A Long Time Going

The man may have been killed on 5/1, but his poisonous ideology began to die on 9/11

  • AFP/Getty Images

    Bin Laden enjoys a laugh in the Jalalabad region of Afghanistan in 1988

    Osama bin Laden long fancied himself something of a poet. His compositions tended to the morbid, and a poem written two years after 9/11 in which he contemplated the circumstances of his death was no exception. Bin Laden wrote, "Let my grave be an eagle's belly, its resting place in the sky's atmosphere amongst perched eagles."

    As it turns out, bin Laden's grave is somewhere at the bottom of the Arabian Sea, to which his body was consigned after his death in Pakistan at the hands of U.S. Navy SEALs. If there is poetry in bin Laden's end, it is the poetry of justice, and it calls to mind what President George W. Bush had predicted would happen in a speech he gave to Congress just nine days after 9/11. In an uncharacteristic burst of eloquence, Bush asserted that bin Laden and al-Qaeda would eventually be consigned to "history's unmarked grave of discarded lies," just as communism and Nazism had been before them.

    Though bin Laden's body may have been buried at sea on May 2, the burial of bin Ladenism has been a decade in the making. Indeed, it began on the very day of bin Laden's greatest triumph. At first glance, the 9/11 assault looked like a stunning win for al-Qaeda, a ragtag band of jihadists who had bloodied the nose of the world's only superpower. But on closer look it became something far less significant, because the attacks on Washington and New York City did not achieve bin Laden's key strategic goal: the withdrawal of the U.S. from the Middle East, which he imagined would lead to the collapse of all the American-backed authoritarian regimes in the region.

    Instead, the opposite happened: the U.S. invaded and occupied first Afghanistan and then Iraq. By attacking the American mainland and inviting reprisal, al-Qaeda — which means "the base" in Arabic — lost the best base it had ever had: Taliban-ruled Afghanistan. In this sense, 9/11 was similar to another surprise attack, that on Pearl Harbor on the morning of Dec. 7, 1941, a stunning tactical victory that set in motion events that would end in the defeat of imperial Japan.
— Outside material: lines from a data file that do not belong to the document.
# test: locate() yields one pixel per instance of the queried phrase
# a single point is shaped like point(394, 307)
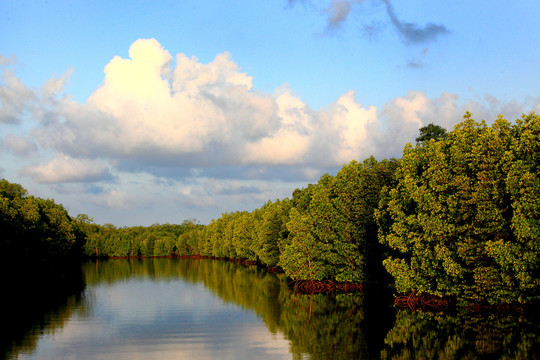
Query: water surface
point(208, 309)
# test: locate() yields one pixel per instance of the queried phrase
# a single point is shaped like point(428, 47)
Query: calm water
point(205, 309)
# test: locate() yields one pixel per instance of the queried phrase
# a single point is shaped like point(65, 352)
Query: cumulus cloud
point(196, 114)
point(19, 145)
point(62, 168)
point(183, 118)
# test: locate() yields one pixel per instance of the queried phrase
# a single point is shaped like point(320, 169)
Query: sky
point(143, 112)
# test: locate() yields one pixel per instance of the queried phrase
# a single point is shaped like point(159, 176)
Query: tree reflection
point(424, 335)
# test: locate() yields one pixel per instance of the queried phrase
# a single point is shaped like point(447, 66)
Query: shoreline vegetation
point(454, 223)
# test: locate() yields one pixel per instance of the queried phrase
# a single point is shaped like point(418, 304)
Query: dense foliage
point(35, 233)
point(464, 218)
point(457, 216)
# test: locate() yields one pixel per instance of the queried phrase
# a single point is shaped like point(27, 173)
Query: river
point(210, 309)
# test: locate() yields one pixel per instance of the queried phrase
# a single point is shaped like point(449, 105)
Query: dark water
point(207, 309)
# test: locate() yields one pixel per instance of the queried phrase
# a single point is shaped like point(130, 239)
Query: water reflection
point(462, 336)
point(186, 309)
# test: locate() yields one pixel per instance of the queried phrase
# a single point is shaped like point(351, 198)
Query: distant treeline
point(458, 216)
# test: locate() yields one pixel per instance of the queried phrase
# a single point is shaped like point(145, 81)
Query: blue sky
point(136, 112)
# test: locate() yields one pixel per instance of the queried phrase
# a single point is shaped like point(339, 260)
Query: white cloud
point(19, 145)
point(62, 168)
point(15, 97)
point(152, 114)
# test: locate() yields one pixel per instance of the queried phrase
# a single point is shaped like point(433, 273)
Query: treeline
point(40, 241)
point(458, 217)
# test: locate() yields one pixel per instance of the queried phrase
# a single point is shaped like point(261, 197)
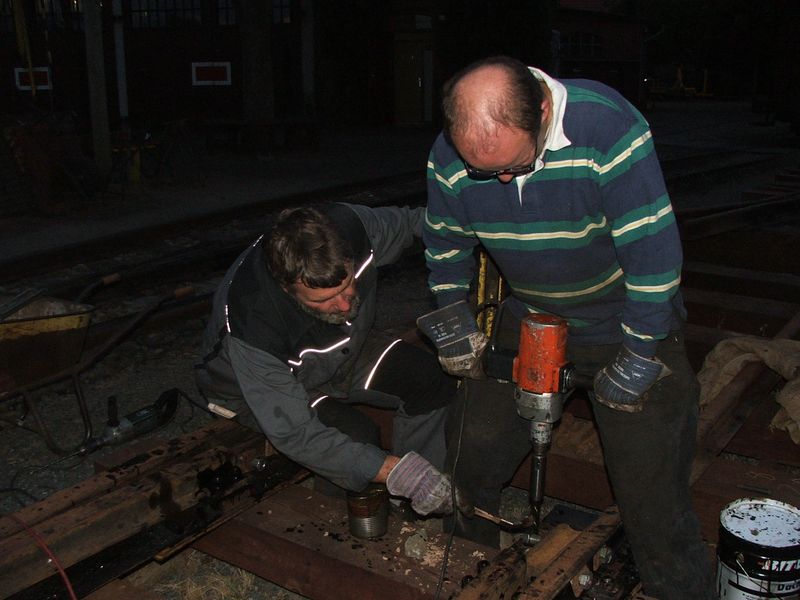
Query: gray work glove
point(469, 363)
point(622, 383)
point(427, 488)
point(459, 342)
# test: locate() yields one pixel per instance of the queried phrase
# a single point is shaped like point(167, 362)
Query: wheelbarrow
point(43, 342)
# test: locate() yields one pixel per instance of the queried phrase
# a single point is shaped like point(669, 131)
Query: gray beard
point(335, 318)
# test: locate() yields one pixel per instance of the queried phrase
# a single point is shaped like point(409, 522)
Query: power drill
point(543, 376)
point(544, 379)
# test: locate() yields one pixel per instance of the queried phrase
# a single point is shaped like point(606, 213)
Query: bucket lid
point(763, 521)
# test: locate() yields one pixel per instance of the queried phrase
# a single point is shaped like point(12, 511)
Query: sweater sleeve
point(282, 408)
point(645, 235)
point(448, 237)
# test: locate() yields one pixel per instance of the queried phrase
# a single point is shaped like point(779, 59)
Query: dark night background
point(292, 67)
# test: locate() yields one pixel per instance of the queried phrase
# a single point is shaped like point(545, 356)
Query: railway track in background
point(742, 279)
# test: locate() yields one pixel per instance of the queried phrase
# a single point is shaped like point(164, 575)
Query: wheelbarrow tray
point(44, 337)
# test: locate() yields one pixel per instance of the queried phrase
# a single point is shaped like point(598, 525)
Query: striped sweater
point(591, 236)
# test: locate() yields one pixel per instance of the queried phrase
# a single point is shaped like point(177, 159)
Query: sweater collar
point(555, 139)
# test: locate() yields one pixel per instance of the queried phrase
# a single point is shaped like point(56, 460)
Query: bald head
point(488, 96)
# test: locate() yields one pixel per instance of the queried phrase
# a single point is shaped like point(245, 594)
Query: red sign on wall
point(211, 73)
point(41, 77)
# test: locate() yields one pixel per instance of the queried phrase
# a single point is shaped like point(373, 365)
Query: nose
point(343, 302)
point(505, 178)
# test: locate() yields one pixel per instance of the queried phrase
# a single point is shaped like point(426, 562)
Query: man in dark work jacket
point(290, 346)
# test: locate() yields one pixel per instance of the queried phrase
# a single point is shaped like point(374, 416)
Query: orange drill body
point(542, 355)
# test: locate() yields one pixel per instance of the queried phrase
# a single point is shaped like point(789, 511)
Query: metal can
point(368, 511)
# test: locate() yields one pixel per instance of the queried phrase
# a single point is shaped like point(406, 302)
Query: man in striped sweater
point(559, 182)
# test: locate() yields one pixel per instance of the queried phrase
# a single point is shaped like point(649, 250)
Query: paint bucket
point(758, 554)
point(368, 511)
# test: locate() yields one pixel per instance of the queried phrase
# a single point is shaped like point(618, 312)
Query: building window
point(6, 16)
point(582, 45)
point(282, 12)
point(154, 14)
point(226, 12)
point(60, 14)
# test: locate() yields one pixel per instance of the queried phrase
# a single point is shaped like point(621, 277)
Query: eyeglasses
point(474, 173)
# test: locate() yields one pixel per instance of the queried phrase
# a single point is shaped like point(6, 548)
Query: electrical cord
point(451, 534)
point(39, 540)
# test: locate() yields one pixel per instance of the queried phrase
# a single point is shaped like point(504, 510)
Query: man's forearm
point(388, 464)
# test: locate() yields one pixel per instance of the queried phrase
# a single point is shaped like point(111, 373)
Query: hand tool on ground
point(505, 523)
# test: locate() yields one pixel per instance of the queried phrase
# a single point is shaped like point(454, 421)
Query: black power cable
point(453, 487)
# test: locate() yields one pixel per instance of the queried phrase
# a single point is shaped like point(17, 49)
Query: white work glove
point(470, 363)
point(428, 489)
point(459, 342)
point(623, 383)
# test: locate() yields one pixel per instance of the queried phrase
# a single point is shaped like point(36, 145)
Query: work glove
point(622, 383)
point(428, 489)
point(459, 342)
point(468, 363)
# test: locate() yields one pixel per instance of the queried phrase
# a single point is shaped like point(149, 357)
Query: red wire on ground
point(46, 549)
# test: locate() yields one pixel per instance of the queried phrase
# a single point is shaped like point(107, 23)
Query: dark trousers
point(408, 381)
point(648, 456)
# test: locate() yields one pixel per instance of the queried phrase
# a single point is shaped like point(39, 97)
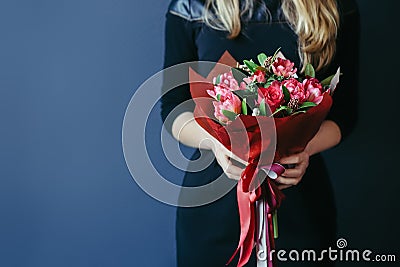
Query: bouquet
point(261, 112)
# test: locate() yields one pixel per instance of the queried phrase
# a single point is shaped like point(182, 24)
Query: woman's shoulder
point(347, 6)
point(191, 10)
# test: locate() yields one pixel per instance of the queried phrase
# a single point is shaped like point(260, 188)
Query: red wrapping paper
point(259, 140)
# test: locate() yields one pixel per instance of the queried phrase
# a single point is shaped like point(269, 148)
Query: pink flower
point(219, 93)
point(314, 89)
point(258, 76)
point(230, 102)
point(273, 95)
point(296, 90)
point(283, 67)
point(227, 81)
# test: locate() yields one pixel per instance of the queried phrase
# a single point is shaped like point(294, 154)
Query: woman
point(324, 33)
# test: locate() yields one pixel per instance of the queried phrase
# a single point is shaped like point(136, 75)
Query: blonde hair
point(315, 22)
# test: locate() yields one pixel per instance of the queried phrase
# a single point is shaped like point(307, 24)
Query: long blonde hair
point(315, 22)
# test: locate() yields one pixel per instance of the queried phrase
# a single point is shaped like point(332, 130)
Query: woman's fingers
point(287, 181)
point(283, 186)
point(232, 171)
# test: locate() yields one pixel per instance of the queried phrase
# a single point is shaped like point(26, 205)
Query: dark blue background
point(67, 72)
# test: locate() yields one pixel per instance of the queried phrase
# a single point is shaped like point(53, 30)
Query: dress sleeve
point(345, 99)
point(179, 48)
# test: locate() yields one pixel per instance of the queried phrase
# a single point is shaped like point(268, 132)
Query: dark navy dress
point(207, 236)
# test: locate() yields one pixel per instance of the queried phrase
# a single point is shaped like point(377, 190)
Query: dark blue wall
point(67, 72)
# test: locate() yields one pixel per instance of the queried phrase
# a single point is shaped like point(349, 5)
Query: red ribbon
point(246, 198)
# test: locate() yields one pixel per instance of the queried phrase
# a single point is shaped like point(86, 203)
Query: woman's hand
point(231, 164)
point(293, 176)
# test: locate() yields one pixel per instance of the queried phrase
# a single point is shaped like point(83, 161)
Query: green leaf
point(275, 54)
point(286, 93)
point(327, 81)
point(251, 65)
point(309, 70)
point(244, 106)
point(298, 112)
point(261, 58)
point(307, 105)
point(281, 108)
point(229, 114)
point(263, 110)
point(239, 74)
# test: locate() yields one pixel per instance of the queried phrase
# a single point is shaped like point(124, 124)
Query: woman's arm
point(328, 136)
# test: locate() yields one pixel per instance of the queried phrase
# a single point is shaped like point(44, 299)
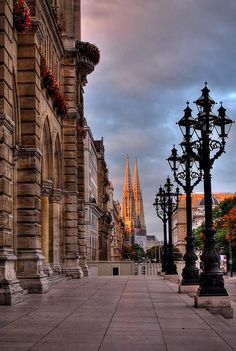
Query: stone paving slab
point(133, 313)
    Shrewder members of bin Laden's inner circle had warned him before 9/11 that antagonizing the U.S. would be counterproductive, and internal al-Qaeda memos written after the fall of the Taliban and later recovered by the U.S. military show that some of bin Laden's followers fully understood the folly of the attacks. In 2002 an al-Qaeda insider wrote to another, saying, "Regrettably, my brother ... during just six months, we lost what we built in years."

    The responsibility for that act of hubris lies squarely with bin Laden: despite his reputation for shyness and diffidence, he ran al-Qaeda as a dictatorship. His son Omar recalls that the men who worked for his father had a habit of requesting permission before they spoke with their leader, saying, "Dear prince, may I speak?" Joining al-Qaeda meant taking a personal religious oath of allegiance to bin Laden, just as joining the Nazi Party had required swearing personal fealty to the Führer. So bin Laden's group became just as much a hostage to its leader's flawed strategic vision as the Nazis were to Hitler's.

    The key to understanding this vision and all of bin Laden's actions was his utter conviction that he was an instrument of God's will. In short, he was a religious zealot. That zealotry first revealed itself when he was a teenager. Khaled Batarfi, a soccer-playing buddy of bin Laden's on the streets of Jidda, Saudi Arabia, where they both grew up, remembers his solemn friend praying seven times a day (two more than mandated by Islamic convention) and fasting twice a week in imitation of the Prophet Muhammad. For entertainment, bin Laden would assemble a group of friends at his house to chant songs about the liberation of Palestine.

    Bin Laden's religious zeal was colored by the fact that his family had made its vast fortune as the principal contractor renovating the holy sites of Mecca and Medina, which gave him a direct connection to Islam's holiest places. In his early 20s, bin Laden worked in the family business; he was a priggish young man who was also studying economics at a university.